I narrowed it down to Trek 7100, Marin Kentfield, Specialized crossroads. All had Women Specific Design (WSD) variants, and we decided to not care about WSD, but buy the one that fits her best. I actually did not even look at the geometries to find the difference between the mens and the womens bikes.
And then, at the bike shop, I let us talked into buying a Trek 7200 FX, even though she was a little unsure about how comfortable the saddle was. Later, after comign back home, I looked up the specs, and the geometry is a trace different. In retrospect, the LBS probably did not have a WSD bike set up: the only WSD bike she tried there was a Trek 7000. I attributed the saddle discomfort to the fact that she was riding for the first time.
I dont have a specific question, and want to leave this open ended. Any experiences with the difference WSD makes? Any suggestions on how I can help her if she really finds the bike uncomfortable after extended riding? I would appreciate any help.
WSD is a shorter bike for the same "size", mostly in a shorter top tube. This is really needed more for smaller women.
The length of a bike determines how stretched out the rider is.
Many women have more leg than torso and can be very stretched out on "normal" bikes.
For fitness and riding around, the ideal riding position is likely to be somewhere between a racing crouch and a leisure riders upright position, ie a touring position with the back at about 45 degrees with flexed elbows and relaxed shoulders.
When setting up the bike position you fit the bike to the rider, not the other way round.
You start with setting the saddle relative to the pedals, then you set the bars relative to the saddle.

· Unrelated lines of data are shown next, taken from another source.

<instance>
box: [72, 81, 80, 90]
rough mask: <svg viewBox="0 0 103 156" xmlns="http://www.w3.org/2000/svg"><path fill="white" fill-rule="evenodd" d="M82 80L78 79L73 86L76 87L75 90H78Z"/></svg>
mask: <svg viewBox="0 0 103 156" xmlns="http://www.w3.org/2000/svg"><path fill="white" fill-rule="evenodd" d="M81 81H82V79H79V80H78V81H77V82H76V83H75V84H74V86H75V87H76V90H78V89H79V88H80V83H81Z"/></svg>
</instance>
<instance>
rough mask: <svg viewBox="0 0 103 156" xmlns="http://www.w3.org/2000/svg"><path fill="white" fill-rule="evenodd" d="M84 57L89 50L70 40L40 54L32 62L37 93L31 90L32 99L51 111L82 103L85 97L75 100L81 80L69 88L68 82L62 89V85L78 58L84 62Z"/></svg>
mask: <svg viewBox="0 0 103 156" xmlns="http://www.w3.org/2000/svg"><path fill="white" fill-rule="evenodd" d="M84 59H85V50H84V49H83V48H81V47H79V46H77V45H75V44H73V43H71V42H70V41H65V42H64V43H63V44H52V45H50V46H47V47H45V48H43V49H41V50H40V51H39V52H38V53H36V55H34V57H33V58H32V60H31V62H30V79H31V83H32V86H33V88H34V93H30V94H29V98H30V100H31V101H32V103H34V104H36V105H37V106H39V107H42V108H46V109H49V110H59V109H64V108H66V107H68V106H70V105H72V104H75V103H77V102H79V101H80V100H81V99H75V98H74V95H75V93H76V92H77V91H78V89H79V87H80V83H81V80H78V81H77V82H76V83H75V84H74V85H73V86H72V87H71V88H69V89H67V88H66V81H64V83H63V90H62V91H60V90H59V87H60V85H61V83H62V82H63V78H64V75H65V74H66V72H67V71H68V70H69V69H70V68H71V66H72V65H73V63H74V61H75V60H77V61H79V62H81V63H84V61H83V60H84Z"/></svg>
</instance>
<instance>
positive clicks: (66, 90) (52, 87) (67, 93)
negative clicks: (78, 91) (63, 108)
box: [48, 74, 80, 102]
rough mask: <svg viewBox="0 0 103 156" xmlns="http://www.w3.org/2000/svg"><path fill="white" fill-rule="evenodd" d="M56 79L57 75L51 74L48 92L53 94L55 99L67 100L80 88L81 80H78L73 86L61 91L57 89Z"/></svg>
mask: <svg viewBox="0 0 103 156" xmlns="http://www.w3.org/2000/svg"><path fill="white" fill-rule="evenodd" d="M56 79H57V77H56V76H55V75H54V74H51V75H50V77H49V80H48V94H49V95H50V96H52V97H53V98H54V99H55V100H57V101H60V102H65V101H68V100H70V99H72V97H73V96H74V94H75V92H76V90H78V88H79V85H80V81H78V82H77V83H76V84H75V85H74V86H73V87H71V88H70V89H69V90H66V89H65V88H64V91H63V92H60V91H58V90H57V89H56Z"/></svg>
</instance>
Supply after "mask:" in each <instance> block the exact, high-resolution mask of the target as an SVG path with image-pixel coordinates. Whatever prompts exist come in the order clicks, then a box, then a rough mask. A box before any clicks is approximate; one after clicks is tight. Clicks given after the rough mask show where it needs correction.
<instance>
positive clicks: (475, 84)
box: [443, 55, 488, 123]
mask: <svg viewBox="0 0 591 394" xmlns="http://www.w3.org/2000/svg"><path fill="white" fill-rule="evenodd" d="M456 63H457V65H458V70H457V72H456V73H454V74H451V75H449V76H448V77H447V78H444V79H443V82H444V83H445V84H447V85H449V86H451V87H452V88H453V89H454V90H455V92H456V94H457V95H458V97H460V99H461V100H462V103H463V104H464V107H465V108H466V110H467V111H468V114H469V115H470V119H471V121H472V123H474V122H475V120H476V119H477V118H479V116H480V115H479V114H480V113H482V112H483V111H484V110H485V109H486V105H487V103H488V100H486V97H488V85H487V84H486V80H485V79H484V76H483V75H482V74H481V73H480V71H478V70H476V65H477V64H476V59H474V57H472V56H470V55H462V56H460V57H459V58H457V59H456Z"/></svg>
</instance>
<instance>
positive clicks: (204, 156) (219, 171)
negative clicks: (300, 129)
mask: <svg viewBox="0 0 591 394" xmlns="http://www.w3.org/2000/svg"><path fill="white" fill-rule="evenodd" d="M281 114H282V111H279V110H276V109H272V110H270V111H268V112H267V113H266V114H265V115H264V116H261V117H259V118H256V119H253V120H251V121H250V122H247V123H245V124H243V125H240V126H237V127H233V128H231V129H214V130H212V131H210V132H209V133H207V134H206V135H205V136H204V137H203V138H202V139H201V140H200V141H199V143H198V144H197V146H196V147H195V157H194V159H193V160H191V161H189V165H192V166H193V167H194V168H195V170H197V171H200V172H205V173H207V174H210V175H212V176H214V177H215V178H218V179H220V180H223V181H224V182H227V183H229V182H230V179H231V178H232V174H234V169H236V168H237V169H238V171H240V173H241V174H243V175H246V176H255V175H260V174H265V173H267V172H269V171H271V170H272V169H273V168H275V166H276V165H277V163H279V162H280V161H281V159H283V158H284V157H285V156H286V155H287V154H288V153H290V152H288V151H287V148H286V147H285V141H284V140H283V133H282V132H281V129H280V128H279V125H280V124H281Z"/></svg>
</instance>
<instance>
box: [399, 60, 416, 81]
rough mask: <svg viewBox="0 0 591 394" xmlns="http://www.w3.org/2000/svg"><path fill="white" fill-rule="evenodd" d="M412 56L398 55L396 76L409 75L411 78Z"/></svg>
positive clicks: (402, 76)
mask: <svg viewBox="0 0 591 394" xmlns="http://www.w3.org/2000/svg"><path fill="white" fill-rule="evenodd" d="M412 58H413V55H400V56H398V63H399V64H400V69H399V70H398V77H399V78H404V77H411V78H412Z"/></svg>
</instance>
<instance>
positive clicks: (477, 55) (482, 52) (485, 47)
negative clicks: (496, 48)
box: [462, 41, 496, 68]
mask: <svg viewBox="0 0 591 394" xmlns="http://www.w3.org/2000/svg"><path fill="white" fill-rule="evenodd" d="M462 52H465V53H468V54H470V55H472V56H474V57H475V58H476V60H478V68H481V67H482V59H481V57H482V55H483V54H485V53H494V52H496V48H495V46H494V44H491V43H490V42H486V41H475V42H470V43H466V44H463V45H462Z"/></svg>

The bars can be above or below the saddle but level is a good starting point.
2003 Specialized Hardrock, 2004 LOOK KG386i, 2005 Iron Horse Warrior Expert, 2009 Pedal Force CX1
Most discomfort on bikes can be traced to the saddle. If that's the source of the problem, simply replace it with a women's specific design (wider at the back for their wider sit bone placement). Assuming you bought her the right size frame, you should be able to swap components to make it perfect if the geometry is a bit off (you'd probably be making the same changes on the WSD model so don't think you are wasting money).